Oil prices slipped on Tuesday after Ukraine indicated it might support a US-backed framework for a peace deal with Russia. The move raised the possibility that Western sanctions on Russian energy could be relaxed, potentially allowing more Russian crude to enter global markets. This expectation put downward pressure on oil prices.

Brent crude, the global benchmark, fell about 1.4% to US$62.48 a barrel, while West Texas Intermediate (WTI) crude, the US benchmark, dropped 1.5% to US$57.95. These levels were the lowest since October 22, reflecting investor caution amid the news.

Analysts say that if sanctions on Russian energy are lifted, the global oil market could see a supply glut, which tends to lower prices. While the news of possible Ukrainian support for a peace deal sparked a drop, market participants remain cautious. Ukraine and Russia still have key differences to resolve, and uncertainty about the final terms of any agreement is keeping some investors wary.

In addition to supply concerns, oil traders are monitoring global demand signals.

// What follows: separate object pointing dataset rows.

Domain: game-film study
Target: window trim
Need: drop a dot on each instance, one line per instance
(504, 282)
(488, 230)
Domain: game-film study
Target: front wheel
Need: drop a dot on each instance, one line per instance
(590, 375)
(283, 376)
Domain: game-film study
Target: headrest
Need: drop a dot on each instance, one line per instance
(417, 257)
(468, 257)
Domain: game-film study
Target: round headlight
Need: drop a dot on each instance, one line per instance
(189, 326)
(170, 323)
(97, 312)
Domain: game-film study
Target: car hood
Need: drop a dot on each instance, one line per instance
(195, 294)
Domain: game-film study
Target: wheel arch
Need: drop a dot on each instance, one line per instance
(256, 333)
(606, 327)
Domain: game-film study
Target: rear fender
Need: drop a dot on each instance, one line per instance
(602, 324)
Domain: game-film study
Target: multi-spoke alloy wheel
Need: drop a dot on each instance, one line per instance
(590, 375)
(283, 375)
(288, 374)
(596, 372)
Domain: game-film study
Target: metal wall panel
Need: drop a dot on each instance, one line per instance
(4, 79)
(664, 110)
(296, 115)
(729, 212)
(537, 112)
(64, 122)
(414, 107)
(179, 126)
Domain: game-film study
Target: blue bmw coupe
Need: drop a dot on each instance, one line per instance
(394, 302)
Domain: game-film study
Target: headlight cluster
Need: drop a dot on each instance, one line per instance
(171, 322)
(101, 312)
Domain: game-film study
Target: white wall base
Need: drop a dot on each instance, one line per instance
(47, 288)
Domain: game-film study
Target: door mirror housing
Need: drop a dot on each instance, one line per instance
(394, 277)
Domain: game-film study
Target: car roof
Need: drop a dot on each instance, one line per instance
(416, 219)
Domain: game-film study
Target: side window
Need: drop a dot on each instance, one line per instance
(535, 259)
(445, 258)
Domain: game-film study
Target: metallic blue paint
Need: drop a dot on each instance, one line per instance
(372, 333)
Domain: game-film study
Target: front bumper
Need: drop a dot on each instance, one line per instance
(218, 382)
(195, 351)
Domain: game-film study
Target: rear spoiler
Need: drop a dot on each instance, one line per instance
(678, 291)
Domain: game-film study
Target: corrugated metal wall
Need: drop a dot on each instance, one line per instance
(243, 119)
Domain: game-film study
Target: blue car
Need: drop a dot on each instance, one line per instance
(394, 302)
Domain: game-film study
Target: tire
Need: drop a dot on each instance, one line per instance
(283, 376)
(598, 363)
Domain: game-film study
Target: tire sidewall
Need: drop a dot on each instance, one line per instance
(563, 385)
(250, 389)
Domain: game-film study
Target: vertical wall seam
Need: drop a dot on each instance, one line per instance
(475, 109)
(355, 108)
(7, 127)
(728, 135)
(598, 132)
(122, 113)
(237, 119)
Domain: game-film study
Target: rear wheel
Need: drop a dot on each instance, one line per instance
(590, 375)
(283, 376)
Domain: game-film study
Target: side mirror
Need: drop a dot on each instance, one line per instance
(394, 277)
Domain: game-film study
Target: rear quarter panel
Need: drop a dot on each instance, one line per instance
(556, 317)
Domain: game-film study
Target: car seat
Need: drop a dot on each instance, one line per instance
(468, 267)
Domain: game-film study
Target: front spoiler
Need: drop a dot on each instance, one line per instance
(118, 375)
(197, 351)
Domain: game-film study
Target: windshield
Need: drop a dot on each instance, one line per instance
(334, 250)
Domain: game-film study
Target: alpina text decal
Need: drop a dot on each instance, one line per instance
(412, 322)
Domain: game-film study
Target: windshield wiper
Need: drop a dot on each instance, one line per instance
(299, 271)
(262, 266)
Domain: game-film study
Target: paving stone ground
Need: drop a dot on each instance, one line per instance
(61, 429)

Economic factors, such as possible interest rate cuts by central banks, could affect consumption and offset some of the downward pressure from increased supply.

Overall, the oil market is balancing between optimism about a potential end to the war and the realities of ongoing geopolitical tensions. Investors are carefully watching developments in peace negotiations, changes in sanctions, and global economic indicators to gauge where prices might head in the coming weeks.